サトルです!先日の僕の展示会へ御高覧頂きました皆様、ありがとうございました!僕の作品に興味を持って頂けて本当に嬉しく思いました。
今回は日曜クラスの星川さんの油絵をご紹介致します。
左方向へ歩いてゆくフラミンゴの群れを、ペインティングナイフを多用した大胆なタッチで描いていますね。彩度を落とした絶妙なグレートーンで塗られた背景の水辺と、フラミンゴの鮮やかなピンクが響き合い、生き生きとした生命力を感じる画面に仕上がっています。
細部を見てみると、表現の多彩さに驚かされます。フラミンゴの羽毛は絵の具を厚めに盛り上げて、荒々しいタッチで描きながら、しっかりと立体感が出るように陰影もつけています。柔らかなフレッシュピンクから鮮烈なマゼンダまで使用し、多様なピンクのトーンで優雅さの中から、明るいエネルギーがあふれ出てくるようです。

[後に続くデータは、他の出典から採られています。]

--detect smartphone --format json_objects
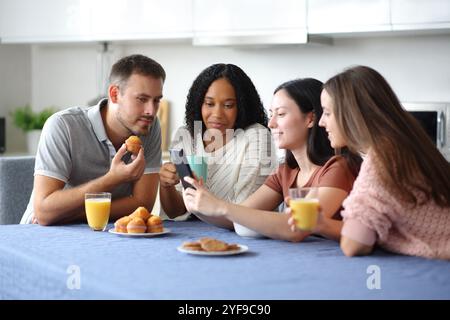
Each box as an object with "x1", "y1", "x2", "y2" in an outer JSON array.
[{"x1": 169, "y1": 149, "x2": 195, "y2": 189}]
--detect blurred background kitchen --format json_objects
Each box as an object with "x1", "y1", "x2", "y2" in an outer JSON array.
[{"x1": 0, "y1": 0, "x2": 450, "y2": 160}]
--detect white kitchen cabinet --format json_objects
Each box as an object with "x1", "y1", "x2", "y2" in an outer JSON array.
[
  {"x1": 193, "y1": 0, "x2": 307, "y2": 45},
  {"x1": 91, "y1": 0, "x2": 192, "y2": 40},
  {"x1": 391, "y1": 0, "x2": 450, "y2": 30},
  {"x1": 0, "y1": 0, "x2": 192, "y2": 43},
  {"x1": 0, "y1": 0, "x2": 90, "y2": 43},
  {"x1": 308, "y1": 0, "x2": 391, "y2": 34}
]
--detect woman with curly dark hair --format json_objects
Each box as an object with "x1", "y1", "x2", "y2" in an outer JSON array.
[
  {"x1": 183, "y1": 78, "x2": 358, "y2": 242},
  {"x1": 160, "y1": 63, "x2": 276, "y2": 229}
]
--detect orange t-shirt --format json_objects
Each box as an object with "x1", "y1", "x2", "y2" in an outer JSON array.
[{"x1": 264, "y1": 156, "x2": 356, "y2": 217}]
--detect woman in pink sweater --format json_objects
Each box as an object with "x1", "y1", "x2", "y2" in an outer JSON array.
[{"x1": 319, "y1": 66, "x2": 450, "y2": 259}]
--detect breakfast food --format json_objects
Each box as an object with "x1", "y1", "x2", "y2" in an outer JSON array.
[
  {"x1": 129, "y1": 207, "x2": 151, "y2": 222},
  {"x1": 127, "y1": 217, "x2": 147, "y2": 233},
  {"x1": 183, "y1": 241, "x2": 203, "y2": 251},
  {"x1": 114, "y1": 216, "x2": 132, "y2": 233},
  {"x1": 147, "y1": 216, "x2": 164, "y2": 233},
  {"x1": 114, "y1": 207, "x2": 164, "y2": 233},
  {"x1": 182, "y1": 237, "x2": 240, "y2": 252},
  {"x1": 125, "y1": 136, "x2": 142, "y2": 155}
]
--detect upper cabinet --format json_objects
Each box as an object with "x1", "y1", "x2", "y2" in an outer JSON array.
[
  {"x1": 0, "y1": 0, "x2": 90, "y2": 42},
  {"x1": 89, "y1": 0, "x2": 192, "y2": 40},
  {"x1": 0, "y1": 0, "x2": 450, "y2": 45},
  {"x1": 391, "y1": 0, "x2": 450, "y2": 30},
  {"x1": 193, "y1": 0, "x2": 307, "y2": 45},
  {"x1": 308, "y1": 0, "x2": 391, "y2": 34},
  {"x1": 0, "y1": 0, "x2": 192, "y2": 43}
]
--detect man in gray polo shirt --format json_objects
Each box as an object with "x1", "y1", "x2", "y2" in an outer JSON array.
[{"x1": 21, "y1": 55, "x2": 166, "y2": 225}]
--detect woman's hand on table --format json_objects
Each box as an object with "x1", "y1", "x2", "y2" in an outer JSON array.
[
  {"x1": 183, "y1": 177, "x2": 226, "y2": 217},
  {"x1": 159, "y1": 162, "x2": 180, "y2": 188}
]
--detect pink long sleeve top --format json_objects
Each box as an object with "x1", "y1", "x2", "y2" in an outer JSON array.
[{"x1": 341, "y1": 152, "x2": 450, "y2": 260}]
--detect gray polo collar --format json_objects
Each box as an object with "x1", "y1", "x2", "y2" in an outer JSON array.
[{"x1": 88, "y1": 99, "x2": 109, "y2": 142}]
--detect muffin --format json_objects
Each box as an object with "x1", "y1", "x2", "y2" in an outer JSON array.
[
  {"x1": 130, "y1": 207, "x2": 151, "y2": 222},
  {"x1": 114, "y1": 216, "x2": 131, "y2": 233},
  {"x1": 125, "y1": 136, "x2": 142, "y2": 155},
  {"x1": 147, "y1": 216, "x2": 164, "y2": 233},
  {"x1": 127, "y1": 217, "x2": 147, "y2": 233}
]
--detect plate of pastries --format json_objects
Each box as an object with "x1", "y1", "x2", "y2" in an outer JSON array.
[
  {"x1": 108, "y1": 207, "x2": 170, "y2": 237},
  {"x1": 177, "y1": 237, "x2": 248, "y2": 256}
]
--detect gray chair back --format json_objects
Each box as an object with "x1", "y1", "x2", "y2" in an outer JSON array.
[{"x1": 0, "y1": 156, "x2": 35, "y2": 224}]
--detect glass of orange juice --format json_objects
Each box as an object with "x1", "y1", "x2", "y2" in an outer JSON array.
[
  {"x1": 289, "y1": 187, "x2": 319, "y2": 231},
  {"x1": 84, "y1": 192, "x2": 111, "y2": 231}
]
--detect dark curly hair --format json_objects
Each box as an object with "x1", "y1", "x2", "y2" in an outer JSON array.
[{"x1": 184, "y1": 63, "x2": 267, "y2": 137}]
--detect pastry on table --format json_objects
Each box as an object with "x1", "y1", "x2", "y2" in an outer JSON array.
[
  {"x1": 127, "y1": 217, "x2": 147, "y2": 233},
  {"x1": 200, "y1": 238, "x2": 228, "y2": 251},
  {"x1": 147, "y1": 216, "x2": 164, "y2": 233},
  {"x1": 125, "y1": 136, "x2": 142, "y2": 155},
  {"x1": 114, "y1": 216, "x2": 131, "y2": 233}
]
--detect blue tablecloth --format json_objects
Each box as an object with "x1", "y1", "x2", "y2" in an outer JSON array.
[{"x1": 0, "y1": 221, "x2": 450, "y2": 300}]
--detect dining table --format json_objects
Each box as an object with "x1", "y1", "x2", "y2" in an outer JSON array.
[{"x1": 0, "y1": 220, "x2": 450, "y2": 300}]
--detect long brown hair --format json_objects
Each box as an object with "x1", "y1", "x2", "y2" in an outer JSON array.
[{"x1": 324, "y1": 66, "x2": 450, "y2": 207}]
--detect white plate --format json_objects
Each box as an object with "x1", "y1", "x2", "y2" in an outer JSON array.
[
  {"x1": 177, "y1": 244, "x2": 248, "y2": 256},
  {"x1": 108, "y1": 228, "x2": 170, "y2": 238}
]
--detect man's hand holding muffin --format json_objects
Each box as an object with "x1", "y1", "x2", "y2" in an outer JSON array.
[{"x1": 108, "y1": 138, "x2": 145, "y2": 183}]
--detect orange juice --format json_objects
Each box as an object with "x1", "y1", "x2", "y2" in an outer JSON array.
[
  {"x1": 289, "y1": 199, "x2": 319, "y2": 231},
  {"x1": 84, "y1": 198, "x2": 111, "y2": 231}
]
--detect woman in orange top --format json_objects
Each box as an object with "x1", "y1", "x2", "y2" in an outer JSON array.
[{"x1": 183, "y1": 79, "x2": 359, "y2": 241}]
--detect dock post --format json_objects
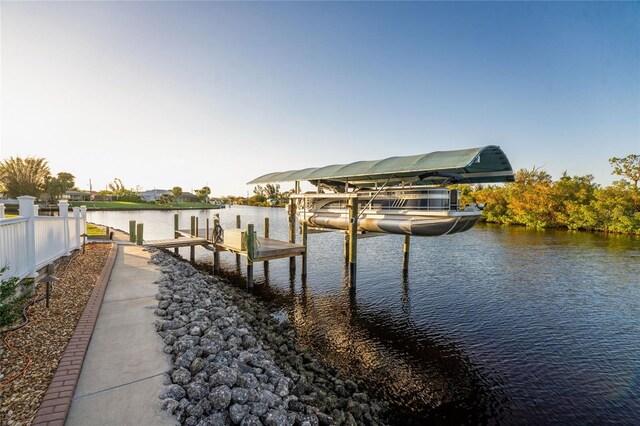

次に足の反射に注目してみましょう。中央のフラミンゴの足の反射は大変丁寧に描かれているのに対し、脇役となる足の反射は少しブレたような線になっています。これによって主役と脇役の差がはっきりとして、見やすい画面になっていますね。
水面の描写もお見事。羽毛の表現とは打って変わり、盛り上げずにナイフを水平に引っ張りながら混色しています。近景から遠景まで繊細な色調の変化も完璧です。
実はこのバック、以前に描いた油絵を潰したもの。何が描いてあったか見えなくなるよう鈍い色味で厚塗りをしました。通常は絵の具を塗る前にパレットで色調を吟味してから塗るのですが、画面の中で混ぜるようなタブー(濁ってしまうので)をあえて犯しました。しかしそれに星川さんならではのエッセンスを加え、主張しない美しい下地を作っていったのです。
これだけ様々な技法を使って描いているにも関わらず、全体の色調に統一感があってリアルな雰囲気を生み出すのは至難の業ですが、絵は実験の連続です。星川さんの前向きな遊び心がなければこの雰囲気は出せなかったでしょう。美しい楽園に心をときめかせてくれる一方、フラミンゴの整然とした様子と相まって、凛とした緊張感をも感じさせてくれる作品です。